The runners had been removed from his beautiful sleigh, because the ruts were deemed dangerous by the EPA, And millions of people were calling the Cops, when they heard sled noises upon their roof tops. Second-hand smoke from his pipe, had his workers quite frightened, and his fur trimmed red suit was called "unenlightened".
To show you the strangeness of today's ebbs and flows, Rudolf was suing over unauthorized use of his nose. He went to Geraldo, in front of the Nation, demanding millions in over-due workers compensation.
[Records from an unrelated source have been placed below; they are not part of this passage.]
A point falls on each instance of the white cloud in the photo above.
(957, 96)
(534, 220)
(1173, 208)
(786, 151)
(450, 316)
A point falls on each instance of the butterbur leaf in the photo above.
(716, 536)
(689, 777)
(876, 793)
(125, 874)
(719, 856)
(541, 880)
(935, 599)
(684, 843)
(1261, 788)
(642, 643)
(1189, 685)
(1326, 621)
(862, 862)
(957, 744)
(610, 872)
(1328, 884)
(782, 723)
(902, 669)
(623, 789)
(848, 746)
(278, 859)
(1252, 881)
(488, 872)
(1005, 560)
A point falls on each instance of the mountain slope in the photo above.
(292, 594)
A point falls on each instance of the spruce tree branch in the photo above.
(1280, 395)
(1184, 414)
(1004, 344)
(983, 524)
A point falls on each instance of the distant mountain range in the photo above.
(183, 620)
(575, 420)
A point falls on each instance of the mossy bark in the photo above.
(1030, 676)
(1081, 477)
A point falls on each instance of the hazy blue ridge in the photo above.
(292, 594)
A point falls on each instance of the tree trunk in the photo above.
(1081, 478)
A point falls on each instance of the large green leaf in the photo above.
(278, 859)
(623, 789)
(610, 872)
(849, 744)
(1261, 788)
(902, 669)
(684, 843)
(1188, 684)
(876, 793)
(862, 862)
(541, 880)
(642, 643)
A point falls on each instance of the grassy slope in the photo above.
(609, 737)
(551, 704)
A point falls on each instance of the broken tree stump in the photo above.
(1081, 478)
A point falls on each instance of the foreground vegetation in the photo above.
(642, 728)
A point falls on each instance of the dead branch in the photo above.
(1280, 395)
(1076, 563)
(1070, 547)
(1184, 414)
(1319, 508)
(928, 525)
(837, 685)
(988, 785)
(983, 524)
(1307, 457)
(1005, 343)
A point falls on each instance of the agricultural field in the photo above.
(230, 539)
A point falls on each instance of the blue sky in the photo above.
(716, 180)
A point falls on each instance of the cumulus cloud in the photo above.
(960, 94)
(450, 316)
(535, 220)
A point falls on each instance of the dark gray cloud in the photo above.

So...half of the reindeer were gone, and his wife who suddenly said she'd had enough of this life, joined a self help group, packed and left in a whiz, demanding from now on that her title was Ms.
And as for gifts...why, he'd never had the notion that making a choice could cause such commotion. Nothing of leather, nothing of fur... Which meant nothing for him or nothing for her. Nothing to aim, Nothing to shoot, Nothing that clamored or made lots of noise. Nothing for just girls and nothing for just boys. Nothing that claimed to be gender specific, Nothing that's warlike or non-pacifistic.
No candy or sweets...they were bad for the tooth. Nothing that seemed to embellish upon the truth. And fairy tales...while not yet forbidden, were like Ken and Barbie, better off hidden, for they raised the hackles of those psychological, who claimed the only good gift was one ecological.
No baseball, no football...someone might get hurt, besides - playing sports exposed kids to dirt. Dolls were said to be sexist and should be passe. and Nintendo would rot your entire brain away.
So Santa just stood there, disheveled and perplexed, he just couldn't figure out what to do next? He tried to be merry he tried to be gay, but you must have to admit he was having a very bad day. His sack was quite empty, it was flat on the ground, nothing fully acceptable was anywhere to be found.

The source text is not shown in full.